As stated in "Learn Clojure - Hashed Collections":
There are several ways to look up a value in a map...When the map in question is being treated as a constant lookup table, its common to invoke the map itself, treating it as a function...
I've known this for a while, but an implication of this property surfaced for me today. Suppose we have a map:
(def characters
{nil " "
:O "O"
:X "X"})
The purpose of this map is to allow us to represent a tic-tac-toe grid as a string. Internally, we are using nil
, :X
, and :O
to represent board state and need to 'map' those values to corresponding strings. Here's how I started:
(def characters
{nil " "
:O "O"
:X "X"})
(->> grid ; [:X nil :O :X :X nil :O :O nil]
(map #(get characters %)) ; ["X" " " "O" "X" "X" " " "O" "O" " "]
(apply str)) ; "X OXX OO "
Summary: Start with a grid, map each value in the grid to its corresponding character using an anonymouse function that calls
(get characters %)
and combine them into a single string.
Then it hit me: the map itself is the function!
(->> grid
(map characters)
(apply str))
So, start with a grid, map it over the characters (using the map as the lookup function!), and combine the result into a single string.
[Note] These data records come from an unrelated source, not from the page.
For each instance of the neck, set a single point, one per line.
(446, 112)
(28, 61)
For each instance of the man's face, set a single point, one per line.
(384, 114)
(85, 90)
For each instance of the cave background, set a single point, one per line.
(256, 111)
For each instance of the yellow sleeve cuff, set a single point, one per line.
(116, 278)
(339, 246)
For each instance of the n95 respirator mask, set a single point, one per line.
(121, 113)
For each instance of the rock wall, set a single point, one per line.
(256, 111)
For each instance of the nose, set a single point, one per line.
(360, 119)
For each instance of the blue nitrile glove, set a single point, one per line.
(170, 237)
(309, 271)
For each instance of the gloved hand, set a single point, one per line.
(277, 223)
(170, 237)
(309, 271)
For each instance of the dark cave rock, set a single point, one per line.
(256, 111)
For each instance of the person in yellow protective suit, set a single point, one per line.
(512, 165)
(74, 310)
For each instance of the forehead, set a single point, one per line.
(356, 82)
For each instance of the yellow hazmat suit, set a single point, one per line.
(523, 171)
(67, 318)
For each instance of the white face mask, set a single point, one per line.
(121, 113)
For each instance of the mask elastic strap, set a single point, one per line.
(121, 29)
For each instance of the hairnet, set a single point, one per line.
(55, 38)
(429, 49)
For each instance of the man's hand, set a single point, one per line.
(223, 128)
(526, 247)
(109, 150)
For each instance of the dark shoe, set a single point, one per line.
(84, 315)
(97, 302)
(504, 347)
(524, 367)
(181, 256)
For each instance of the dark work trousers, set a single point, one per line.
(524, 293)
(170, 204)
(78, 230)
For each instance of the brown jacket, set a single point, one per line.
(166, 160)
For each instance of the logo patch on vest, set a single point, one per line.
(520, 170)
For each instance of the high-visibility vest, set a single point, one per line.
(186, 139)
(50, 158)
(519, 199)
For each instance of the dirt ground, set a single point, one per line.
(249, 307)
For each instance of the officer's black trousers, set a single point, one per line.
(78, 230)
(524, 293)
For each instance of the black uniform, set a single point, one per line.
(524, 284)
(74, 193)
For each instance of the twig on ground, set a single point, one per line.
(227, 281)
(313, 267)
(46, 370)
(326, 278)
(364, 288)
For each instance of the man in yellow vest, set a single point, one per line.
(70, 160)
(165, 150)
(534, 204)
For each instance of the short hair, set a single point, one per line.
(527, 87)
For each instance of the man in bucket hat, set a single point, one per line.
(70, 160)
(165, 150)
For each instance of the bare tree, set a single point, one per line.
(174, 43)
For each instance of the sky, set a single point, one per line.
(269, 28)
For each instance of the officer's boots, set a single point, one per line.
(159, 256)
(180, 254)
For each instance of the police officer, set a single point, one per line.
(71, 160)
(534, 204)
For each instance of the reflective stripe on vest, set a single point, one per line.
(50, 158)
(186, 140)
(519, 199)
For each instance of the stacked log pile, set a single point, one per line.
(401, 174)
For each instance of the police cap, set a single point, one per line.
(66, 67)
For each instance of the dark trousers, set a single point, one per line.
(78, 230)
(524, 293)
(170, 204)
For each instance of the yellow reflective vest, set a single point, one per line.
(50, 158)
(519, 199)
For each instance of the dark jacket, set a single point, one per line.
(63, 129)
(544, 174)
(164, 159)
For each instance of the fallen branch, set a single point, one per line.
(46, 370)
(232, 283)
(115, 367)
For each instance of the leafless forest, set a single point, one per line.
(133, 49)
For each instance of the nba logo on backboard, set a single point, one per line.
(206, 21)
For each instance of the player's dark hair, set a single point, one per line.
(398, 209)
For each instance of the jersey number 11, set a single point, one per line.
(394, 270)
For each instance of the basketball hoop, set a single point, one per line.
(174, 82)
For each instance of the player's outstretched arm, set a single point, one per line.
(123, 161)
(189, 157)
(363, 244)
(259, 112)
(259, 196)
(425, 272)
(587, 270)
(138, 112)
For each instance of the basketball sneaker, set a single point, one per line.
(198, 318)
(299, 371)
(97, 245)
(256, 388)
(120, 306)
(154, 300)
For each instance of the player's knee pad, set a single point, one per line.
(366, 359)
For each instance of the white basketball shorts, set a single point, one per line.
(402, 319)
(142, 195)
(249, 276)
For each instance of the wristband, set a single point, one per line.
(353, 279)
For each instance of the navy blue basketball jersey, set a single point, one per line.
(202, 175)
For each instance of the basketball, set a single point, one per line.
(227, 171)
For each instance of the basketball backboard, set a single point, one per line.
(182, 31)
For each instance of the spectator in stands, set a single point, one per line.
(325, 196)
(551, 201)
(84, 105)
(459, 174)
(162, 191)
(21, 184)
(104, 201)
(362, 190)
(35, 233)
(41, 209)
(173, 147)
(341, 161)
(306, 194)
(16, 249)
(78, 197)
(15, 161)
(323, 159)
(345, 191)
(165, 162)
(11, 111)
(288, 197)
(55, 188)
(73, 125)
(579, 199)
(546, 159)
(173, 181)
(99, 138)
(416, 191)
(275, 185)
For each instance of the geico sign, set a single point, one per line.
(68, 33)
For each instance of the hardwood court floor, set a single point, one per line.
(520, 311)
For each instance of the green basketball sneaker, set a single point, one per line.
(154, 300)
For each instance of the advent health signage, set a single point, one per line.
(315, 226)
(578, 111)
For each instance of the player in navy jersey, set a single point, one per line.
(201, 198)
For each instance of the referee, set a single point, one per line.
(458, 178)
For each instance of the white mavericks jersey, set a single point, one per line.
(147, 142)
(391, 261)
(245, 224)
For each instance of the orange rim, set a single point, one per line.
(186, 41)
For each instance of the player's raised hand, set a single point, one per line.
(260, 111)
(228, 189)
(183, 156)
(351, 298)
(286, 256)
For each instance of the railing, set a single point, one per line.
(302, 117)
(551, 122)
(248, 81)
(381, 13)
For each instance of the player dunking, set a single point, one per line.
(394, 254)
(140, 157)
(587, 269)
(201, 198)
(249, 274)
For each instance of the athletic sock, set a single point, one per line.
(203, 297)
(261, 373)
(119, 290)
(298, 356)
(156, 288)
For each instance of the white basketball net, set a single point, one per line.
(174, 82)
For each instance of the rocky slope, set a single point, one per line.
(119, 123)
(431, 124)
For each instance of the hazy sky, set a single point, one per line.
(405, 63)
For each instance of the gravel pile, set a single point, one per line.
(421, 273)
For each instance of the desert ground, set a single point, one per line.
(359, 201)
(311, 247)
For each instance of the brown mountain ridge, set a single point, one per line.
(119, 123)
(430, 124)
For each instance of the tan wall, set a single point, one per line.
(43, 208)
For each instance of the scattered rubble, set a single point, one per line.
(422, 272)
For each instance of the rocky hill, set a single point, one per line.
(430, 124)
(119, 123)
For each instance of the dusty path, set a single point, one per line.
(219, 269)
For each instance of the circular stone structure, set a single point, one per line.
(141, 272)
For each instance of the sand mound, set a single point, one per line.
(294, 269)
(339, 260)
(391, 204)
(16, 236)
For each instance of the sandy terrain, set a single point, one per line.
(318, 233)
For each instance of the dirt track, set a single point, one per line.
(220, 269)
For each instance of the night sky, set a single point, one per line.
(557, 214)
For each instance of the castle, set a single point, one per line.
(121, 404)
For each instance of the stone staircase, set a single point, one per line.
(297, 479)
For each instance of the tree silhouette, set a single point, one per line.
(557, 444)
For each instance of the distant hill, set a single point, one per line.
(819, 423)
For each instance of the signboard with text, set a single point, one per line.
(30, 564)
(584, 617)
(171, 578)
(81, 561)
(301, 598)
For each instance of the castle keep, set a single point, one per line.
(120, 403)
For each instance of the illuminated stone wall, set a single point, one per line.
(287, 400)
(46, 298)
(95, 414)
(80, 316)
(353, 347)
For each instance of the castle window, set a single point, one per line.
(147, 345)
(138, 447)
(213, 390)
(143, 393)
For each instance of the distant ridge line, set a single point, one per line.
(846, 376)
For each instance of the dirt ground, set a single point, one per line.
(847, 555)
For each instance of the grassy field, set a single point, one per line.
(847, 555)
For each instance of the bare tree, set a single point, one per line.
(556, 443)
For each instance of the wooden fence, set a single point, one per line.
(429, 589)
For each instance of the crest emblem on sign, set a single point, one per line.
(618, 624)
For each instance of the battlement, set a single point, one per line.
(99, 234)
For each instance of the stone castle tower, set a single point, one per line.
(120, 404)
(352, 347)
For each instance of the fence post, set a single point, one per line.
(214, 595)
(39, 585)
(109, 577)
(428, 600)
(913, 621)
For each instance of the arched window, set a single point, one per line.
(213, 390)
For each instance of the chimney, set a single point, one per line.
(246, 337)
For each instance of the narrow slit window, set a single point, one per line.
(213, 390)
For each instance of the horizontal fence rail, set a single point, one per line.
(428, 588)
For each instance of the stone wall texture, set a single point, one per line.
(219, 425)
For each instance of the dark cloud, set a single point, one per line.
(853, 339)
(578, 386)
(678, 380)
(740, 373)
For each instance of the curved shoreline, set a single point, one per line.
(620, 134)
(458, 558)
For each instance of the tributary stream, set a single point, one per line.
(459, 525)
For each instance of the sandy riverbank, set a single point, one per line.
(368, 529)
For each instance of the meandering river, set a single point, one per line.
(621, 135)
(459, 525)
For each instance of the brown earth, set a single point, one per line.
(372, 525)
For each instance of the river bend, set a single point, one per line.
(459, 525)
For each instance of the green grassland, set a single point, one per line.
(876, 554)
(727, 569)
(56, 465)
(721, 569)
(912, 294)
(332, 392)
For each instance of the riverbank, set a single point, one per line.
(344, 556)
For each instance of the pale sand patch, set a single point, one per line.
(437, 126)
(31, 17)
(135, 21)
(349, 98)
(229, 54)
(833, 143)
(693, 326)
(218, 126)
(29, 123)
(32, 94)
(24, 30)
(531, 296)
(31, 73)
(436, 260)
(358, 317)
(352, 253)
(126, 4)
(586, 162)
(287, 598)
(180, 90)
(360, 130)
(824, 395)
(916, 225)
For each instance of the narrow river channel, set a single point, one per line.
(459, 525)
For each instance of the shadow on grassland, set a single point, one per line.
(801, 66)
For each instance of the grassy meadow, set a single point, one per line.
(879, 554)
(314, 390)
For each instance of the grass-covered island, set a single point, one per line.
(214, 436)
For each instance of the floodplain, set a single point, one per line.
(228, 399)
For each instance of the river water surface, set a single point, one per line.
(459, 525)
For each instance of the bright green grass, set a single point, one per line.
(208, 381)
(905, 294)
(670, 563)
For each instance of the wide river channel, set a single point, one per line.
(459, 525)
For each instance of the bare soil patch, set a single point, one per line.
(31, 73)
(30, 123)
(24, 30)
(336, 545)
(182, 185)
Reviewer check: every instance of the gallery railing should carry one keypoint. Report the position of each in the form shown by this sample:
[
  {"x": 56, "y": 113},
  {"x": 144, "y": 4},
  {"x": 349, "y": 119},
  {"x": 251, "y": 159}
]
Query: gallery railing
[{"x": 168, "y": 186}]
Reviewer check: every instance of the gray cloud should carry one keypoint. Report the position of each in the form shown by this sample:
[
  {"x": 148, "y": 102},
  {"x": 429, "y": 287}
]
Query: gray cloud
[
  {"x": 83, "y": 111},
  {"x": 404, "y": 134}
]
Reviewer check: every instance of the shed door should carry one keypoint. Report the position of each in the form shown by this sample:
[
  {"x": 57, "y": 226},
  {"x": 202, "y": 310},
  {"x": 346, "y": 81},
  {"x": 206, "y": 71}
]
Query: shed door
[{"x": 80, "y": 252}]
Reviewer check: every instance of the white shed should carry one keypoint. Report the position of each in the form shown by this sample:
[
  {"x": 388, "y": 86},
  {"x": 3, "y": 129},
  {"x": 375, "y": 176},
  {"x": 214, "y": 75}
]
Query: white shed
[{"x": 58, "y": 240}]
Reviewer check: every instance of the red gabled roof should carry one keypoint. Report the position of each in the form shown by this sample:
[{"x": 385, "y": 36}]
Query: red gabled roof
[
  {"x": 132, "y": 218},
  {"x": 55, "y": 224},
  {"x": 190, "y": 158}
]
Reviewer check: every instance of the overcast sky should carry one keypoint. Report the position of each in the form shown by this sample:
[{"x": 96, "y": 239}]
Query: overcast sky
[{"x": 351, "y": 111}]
No need to define an anonymous function!
Since this was the only usage of the defined characters
map I decided it could be inlined:
(->> grid
(map {nil " ", :O "O" :X "X"})
(apply str))
Start w/ the grid, map
nil
to a space,:O
to the"O"
character,:X
to the"X"
character and make a single string.
Voila! I'm probably just scratching the surface with this realization. It's these kind of straight-forward approaches that make programming in Clojure such a joy!